Computer technologies, digital communication, and virtual information environments have been developing
for more than six decades. During this period, a large number of tangible artefacts of technological
development and intangible forms of information heritage have already emerged. These include early
computers, storage media, software systems, programming languages, interface designs, visual
communication systems, digital documents, websites, databases, multimedia content, and other objects
connected with the history of information technologies.
The significance of this heritage is not limited to technical history. Digital and information artefacts
reflect the stages of development of society’s information field, communication practices, visual culture,
design languages, technological thinking, and forms of interaction between people, institutions, and
machines. Programming languages may be considered cultural-linguistic systems comparable to historical
languages, since they record specific ways of structuring logic, commands, procedures, and communication
with technical systems.
Visual interfaces, digital design, electronic documents, virtual environments, and information media also
carry cultural codes of specific historical periods.
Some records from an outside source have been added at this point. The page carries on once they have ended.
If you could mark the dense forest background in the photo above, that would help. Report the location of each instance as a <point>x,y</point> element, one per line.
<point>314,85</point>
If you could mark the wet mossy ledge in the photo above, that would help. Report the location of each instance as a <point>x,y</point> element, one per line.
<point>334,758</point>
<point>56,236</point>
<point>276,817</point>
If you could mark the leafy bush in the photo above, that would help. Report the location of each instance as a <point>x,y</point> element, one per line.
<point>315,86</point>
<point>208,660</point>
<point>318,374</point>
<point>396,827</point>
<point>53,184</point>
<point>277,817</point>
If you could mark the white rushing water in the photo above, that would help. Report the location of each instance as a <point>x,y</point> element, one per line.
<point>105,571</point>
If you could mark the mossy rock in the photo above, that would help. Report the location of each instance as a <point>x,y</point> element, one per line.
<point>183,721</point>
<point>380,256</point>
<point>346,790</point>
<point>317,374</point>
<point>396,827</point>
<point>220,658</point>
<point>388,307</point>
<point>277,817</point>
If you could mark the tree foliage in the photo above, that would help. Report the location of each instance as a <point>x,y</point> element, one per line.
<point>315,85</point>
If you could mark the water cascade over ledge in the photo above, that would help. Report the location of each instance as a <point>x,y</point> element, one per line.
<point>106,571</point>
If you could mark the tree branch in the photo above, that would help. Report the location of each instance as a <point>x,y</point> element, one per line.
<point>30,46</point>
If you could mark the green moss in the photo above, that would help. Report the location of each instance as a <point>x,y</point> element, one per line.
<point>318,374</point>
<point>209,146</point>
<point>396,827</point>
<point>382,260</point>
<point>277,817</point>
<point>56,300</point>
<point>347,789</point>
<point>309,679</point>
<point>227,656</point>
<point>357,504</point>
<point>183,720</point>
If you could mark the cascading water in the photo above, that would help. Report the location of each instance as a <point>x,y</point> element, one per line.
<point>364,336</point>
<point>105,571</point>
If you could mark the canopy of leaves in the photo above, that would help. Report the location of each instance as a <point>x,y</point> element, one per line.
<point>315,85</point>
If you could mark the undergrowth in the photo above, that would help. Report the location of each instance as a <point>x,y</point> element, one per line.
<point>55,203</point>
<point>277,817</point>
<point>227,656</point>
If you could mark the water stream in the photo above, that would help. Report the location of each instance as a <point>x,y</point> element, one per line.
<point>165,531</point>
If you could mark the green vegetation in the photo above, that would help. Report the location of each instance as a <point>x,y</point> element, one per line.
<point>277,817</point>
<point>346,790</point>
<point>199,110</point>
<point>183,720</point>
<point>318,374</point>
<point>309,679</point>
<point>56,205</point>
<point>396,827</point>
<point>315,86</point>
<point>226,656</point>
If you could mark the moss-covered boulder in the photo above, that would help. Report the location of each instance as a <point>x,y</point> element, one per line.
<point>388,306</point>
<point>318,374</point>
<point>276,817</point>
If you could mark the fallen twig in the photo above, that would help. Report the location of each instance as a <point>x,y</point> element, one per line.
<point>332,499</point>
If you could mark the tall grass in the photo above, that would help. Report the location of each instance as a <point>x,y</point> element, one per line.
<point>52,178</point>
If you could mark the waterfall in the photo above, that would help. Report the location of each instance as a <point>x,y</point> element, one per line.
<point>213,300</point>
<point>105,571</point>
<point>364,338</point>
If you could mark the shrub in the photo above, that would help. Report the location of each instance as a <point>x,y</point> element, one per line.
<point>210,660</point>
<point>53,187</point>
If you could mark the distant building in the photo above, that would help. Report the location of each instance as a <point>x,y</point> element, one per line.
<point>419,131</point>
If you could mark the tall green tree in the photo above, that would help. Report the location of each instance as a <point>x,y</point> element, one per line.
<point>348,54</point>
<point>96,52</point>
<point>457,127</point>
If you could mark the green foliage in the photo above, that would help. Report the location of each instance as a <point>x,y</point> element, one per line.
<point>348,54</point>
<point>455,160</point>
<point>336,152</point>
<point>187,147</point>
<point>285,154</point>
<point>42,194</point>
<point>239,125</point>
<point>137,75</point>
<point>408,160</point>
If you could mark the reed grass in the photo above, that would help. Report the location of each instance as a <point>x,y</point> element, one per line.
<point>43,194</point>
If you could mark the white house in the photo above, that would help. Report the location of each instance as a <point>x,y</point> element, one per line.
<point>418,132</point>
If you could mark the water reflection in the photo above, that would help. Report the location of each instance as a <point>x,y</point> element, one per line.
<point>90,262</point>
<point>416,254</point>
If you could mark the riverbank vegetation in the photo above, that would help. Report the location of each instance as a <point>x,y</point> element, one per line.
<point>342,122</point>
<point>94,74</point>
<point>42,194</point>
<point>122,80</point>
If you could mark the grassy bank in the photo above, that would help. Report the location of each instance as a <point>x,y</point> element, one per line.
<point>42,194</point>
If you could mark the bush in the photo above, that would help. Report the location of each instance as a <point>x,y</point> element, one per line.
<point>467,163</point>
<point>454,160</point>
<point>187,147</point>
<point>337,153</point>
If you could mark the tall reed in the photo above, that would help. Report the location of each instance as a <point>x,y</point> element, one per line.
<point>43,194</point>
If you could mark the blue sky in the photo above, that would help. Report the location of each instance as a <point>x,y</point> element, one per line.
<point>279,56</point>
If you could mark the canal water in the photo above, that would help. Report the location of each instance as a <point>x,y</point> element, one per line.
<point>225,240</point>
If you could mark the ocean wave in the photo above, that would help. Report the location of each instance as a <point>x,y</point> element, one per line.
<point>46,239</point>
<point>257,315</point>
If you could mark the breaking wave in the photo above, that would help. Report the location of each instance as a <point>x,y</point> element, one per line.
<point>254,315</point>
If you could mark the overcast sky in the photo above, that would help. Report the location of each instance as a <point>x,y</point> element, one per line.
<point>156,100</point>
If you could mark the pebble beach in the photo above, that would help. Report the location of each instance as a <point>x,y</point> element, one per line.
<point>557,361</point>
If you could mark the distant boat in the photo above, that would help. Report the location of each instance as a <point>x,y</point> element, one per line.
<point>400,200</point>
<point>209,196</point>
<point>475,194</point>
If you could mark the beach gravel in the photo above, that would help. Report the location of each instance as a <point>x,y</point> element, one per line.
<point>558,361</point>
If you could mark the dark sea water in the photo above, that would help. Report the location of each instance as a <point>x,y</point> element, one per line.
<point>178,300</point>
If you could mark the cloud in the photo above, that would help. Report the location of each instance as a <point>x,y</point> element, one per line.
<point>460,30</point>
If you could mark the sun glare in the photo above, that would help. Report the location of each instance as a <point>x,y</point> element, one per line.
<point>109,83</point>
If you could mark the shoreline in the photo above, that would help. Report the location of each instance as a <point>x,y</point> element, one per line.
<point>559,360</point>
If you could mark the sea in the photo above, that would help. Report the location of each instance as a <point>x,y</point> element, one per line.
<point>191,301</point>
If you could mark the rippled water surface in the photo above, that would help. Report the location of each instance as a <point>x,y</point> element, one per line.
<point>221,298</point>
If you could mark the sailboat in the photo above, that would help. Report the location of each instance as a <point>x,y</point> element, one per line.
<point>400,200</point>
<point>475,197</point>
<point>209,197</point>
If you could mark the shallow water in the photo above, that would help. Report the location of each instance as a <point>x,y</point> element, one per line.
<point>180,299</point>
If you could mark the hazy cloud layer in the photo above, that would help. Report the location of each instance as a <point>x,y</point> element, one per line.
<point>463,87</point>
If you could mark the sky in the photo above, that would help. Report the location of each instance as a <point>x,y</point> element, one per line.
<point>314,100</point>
They preserve ideas about usability, aesthetics,
access to information, social communication, institutional memory, scientific development, and the
transformation of human interaction in the digital age.
Consequently, the preservation of objects and elements of this cross-border tangible-intangible cultural
heritage is an important part of reconstructing a unified picture of the existence of society at specific
historical moments and in the process of temporal change. The conservation, recovery, reconstruction,
renovation, and interpretation of information technologies and digital content require specific scientific
methods, technical expertise, archival procedures, and specially trained specialists.